SI.com: Besides Kings Ransom, your documentary about Wayne Gretzky's trade to the L.A. Kings, what were your favorite movies in ESPN's 30 for 30 series?
Berg:The U was my favorite. It was daunting because I went first, and so I felt like we had to move very quickly. And Wayne is a friend of mine and that was a story I found interesting having lived in L.A. -- I had just moved to L.A. maybe two years prior to the Gretzky trade. That was a huge deal for me. Having Wayne in L.A. was an incredible, very exciting time. But what ESPN did with 30 for 30 was remarkable. I credit those guys. Bill Simmons is a good friend. He's the one that basically said, "You're doing this and you're going first." Looking back I wish I had a little more time maybe. But The U was my favorite.
SI.com: After all the time-slot swaps and near-cancellations, how gratifying was it to see Friday Night Lights get Emmy recognition?
Berg: For Kyle Chandler to get recognized was just great. We always knew people were watching. I could tell just from going out to restaurants and sporting events.

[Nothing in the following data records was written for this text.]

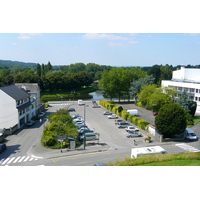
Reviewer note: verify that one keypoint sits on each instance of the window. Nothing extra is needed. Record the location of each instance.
(192, 90)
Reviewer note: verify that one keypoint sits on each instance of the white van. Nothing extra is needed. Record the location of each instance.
(80, 102)
(190, 135)
(137, 152)
(133, 112)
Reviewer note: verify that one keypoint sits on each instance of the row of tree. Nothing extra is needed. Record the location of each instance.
(51, 82)
(60, 126)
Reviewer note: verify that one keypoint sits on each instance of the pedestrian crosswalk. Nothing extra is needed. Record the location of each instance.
(19, 159)
(187, 147)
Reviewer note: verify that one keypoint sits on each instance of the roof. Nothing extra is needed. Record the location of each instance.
(29, 87)
(14, 92)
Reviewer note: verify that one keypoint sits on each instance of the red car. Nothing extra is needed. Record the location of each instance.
(155, 113)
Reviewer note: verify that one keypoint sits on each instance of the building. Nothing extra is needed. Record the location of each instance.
(34, 91)
(188, 80)
(14, 108)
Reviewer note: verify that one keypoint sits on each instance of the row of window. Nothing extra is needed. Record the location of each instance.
(22, 101)
(191, 90)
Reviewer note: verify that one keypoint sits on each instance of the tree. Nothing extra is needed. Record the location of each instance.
(158, 99)
(116, 81)
(145, 94)
(171, 120)
(185, 102)
(136, 85)
(38, 70)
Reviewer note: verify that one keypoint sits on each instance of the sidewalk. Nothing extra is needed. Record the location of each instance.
(38, 151)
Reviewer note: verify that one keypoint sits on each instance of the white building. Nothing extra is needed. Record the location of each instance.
(34, 91)
(188, 80)
(14, 108)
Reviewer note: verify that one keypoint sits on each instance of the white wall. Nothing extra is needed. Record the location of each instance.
(8, 111)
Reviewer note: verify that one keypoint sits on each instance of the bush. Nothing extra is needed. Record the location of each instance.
(171, 120)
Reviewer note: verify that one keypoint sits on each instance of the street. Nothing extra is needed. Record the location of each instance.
(24, 148)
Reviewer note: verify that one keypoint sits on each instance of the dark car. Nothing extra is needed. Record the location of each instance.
(155, 113)
(71, 110)
(2, 147)
(30, 123)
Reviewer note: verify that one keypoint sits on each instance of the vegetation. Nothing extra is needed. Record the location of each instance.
(117, 81)
(185, 159)
(124, 114)
(171, 120)
(60, 125)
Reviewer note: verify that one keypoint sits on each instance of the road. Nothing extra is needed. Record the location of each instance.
(118, 146)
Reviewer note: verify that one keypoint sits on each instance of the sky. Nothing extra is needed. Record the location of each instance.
(114, 49)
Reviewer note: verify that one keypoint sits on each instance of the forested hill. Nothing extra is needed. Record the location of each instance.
(10, 64)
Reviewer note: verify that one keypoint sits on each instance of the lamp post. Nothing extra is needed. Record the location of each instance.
(84, 141)
(73, 92)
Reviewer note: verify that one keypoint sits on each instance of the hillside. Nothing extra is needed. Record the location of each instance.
(10, 64)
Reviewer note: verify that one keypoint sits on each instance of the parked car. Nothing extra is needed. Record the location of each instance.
(155, 113)
(190, 135)
(75, 122)
(79, 123)
(122, 124)
(113, 116)
(131, 129)
(71, 110)
(118, 120)
(30, 123)
(96, 106)
(85, 130)
(83, 126)
(41, 115)
(78, 119)
(2, 147)
(74, 116)
(133, 134)
(80, 102)
(107, 113)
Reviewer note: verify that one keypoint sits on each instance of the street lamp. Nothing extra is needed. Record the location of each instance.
(73, 92)
(84, 141)
(61, 139)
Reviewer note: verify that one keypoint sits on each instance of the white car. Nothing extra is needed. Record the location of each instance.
(131, 129)
(113, 116)
(78, 119)
(107, 113)
(41, 115)
(134, 134)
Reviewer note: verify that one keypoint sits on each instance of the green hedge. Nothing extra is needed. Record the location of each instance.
(141, 123)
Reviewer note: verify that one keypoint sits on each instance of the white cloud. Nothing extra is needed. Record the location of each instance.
(68, 48)
(114, 44)
(133, 42)
(103, 36)
(27, 36)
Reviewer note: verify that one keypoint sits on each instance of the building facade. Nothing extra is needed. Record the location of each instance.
(188, 80)
(34, 91)
(14, 108)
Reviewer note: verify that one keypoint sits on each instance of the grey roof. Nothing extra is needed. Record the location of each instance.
(29, 87)
(14, 92)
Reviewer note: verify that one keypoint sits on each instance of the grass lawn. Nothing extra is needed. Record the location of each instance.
(184, 159)
(175, 163)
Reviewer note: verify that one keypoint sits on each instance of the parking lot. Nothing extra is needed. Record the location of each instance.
(109, 133)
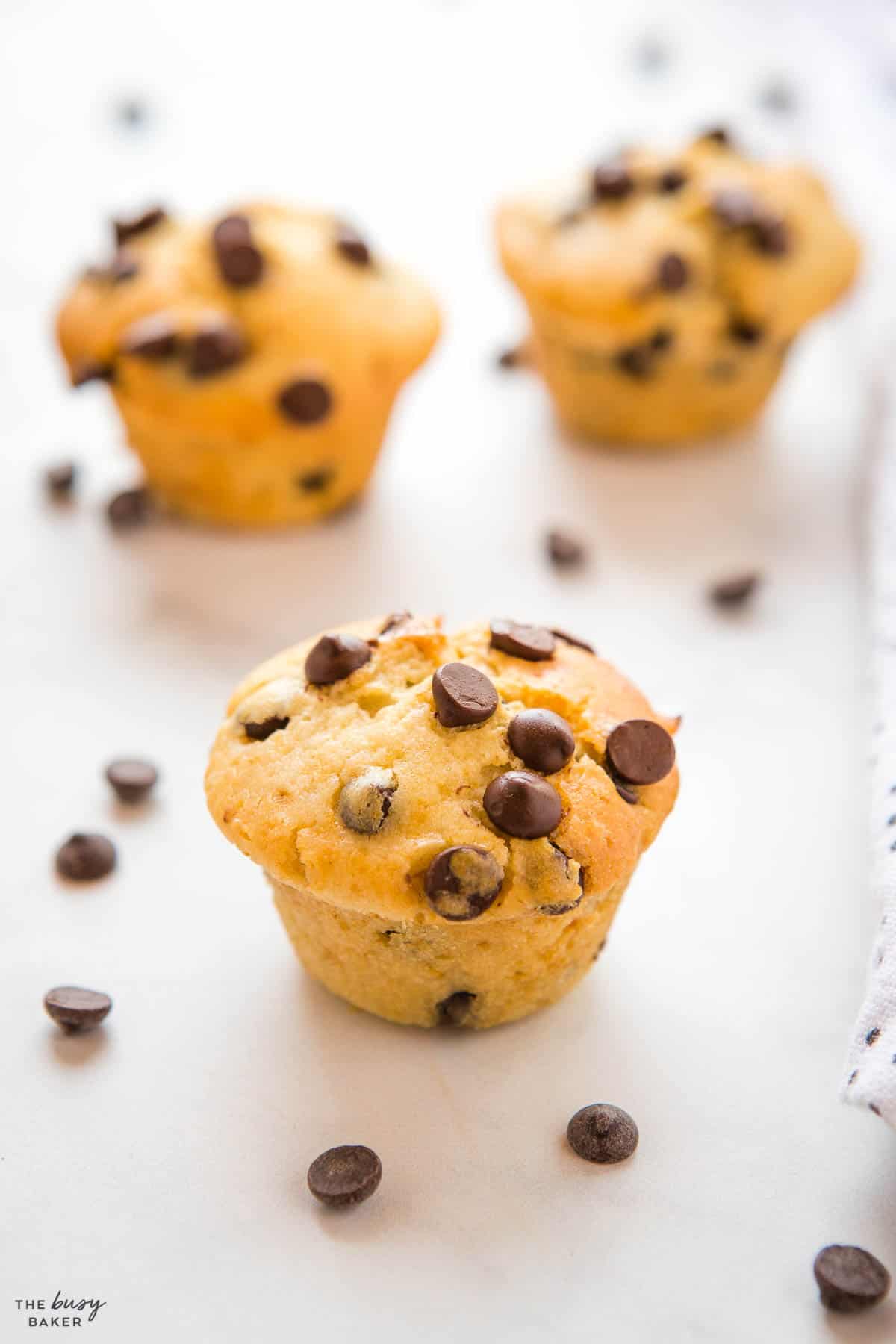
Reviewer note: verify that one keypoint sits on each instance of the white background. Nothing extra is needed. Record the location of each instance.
(160, 1164)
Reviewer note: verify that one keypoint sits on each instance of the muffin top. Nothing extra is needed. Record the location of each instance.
(393, 768)
(289, 308)
(700, 243)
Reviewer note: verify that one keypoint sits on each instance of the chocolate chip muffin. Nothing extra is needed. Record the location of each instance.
(449, 821)
(254, 358)
(665, 292)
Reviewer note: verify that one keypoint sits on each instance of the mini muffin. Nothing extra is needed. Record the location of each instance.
(665, 292)
(254, 358)
(448, 821)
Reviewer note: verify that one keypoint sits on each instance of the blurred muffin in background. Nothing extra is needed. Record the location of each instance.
(665, 290)
(254, 359)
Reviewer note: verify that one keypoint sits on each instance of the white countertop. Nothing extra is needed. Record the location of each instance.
(160, 1164)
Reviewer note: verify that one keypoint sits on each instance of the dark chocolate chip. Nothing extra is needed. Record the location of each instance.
(238, 258)
(602, 1133)
(735, 591)
(532, 643)
(849, 1278)
(132, 780)
(129, 508)
(673, 273)
(455, 1009)
(60, 479)
(261, 732)
(462, 882)
(563, 550)
(215, 346)
(136, 225)
(352, 246)
(541, 739)
(343, 1176)
(77, 1009)
(84, 858)
(462, 695)
(641, 752)
(151, 337)
(335, 658)
(305, 401)
(366, 801)
(523, 804)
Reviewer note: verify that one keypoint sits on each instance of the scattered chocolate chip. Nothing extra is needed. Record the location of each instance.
(60, 479)
(92, 370)
(343, 1176)
(532, 643)
(335, 658)
(541, 739)
(612, 181)
(366, 801)
(563, 550)
(462, 695)
(129, 508)
(523, 804)
(602, 1133)
(151, 337)
(849, 1278)
(673, 273)
(352, 246)
(735, 591)
(136, 225)
(314, 483)
(84, 858)
(462, 882)
(238, 258)
(77, 1009)
(305, 401)
(215, 346)
(455, 1009)
(132, 780)
(641, 752)
(261, 732)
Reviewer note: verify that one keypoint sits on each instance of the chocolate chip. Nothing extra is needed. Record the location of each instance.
(532, 643)
(523, 804)
(335, 658)
(305, 401)
(735, 591)
(129, 508)
(541, 739)
(849, 1278)
(462, 882)
(673, 273)
(602, 1133)
(128, 228)
(346, 1175)
(366, 801)
(641, 752)
(215, 346)
(92, 370)
(352, 246)
(77, 1009)
(455, 1009)
(462, 695)
(612, 181)
(60, 479)
(132, 780)
(84, 858)
(238, 258)
(261, 732)
(563, 550)
(151, 337)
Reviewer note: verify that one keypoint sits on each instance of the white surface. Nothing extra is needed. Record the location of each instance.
(160, 1164)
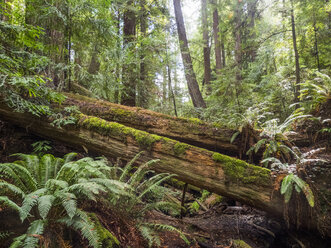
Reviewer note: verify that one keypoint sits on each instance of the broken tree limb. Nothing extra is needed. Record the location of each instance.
(192, 131)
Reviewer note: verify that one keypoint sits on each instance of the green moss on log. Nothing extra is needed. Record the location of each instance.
(240, 244)
(180, 148)
(144, 139)
(240, 171)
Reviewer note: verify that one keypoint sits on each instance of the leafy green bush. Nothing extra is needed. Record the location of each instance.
(48, 191)
(45, 191)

I just watched the entire first season of Homeland on my iPad. Half on the airplane and I'm literally now -- I was just in my hotel room trying to get through it. There's no question people are watching television and movies and, with the exception of really dynamic live sporting events, there's not an overwhelming imperative for people to be in front of a television at 9 o'clock on a Friday. It's just not going to happen.
Our Neilsen numbers were horrible, but we always sensed more people were watching. And I was just happy for everybody who worked their asses off for not a lot of money on that show and very proud of it.
SI.com: Why are sports on TV so popular, when fictional shows about sports almost unilaterally struggle?
Berg: I think that sports fans generally see through fictionalized sports and it's really hard to provide someone with that level of experience. The most interesting moment of live television I can remember -- besides the actual game -- was during the blackout in San Francisco. Did you see that?
SI.com: Of course.
Berg: The second blackout, it started getting scary. People started running on the field and the cops started coming around and [Pittsburgh quarterback Ben] Roethlisberger was looking nervous and you really had the feeling anything could happen. And those moments are very hard to generate, particularly on network television. But sports purists are going to want to just watch the real thing. So we had a big overcome with Friday Night Lights. We weren't pretending to be a show exclusively for football fans. Football fans came to the show, but fundamentally it was a show about culture and, really, about a marriage as much as anything else.
SI.com: What's the latest on the Friday Night Lights movie?
Berg: It's being written. We're actually going to really write it. We're going to go for it. Jason Katims is writing the script. We have what I think is a really good idea and we're going to see if we can make it happen.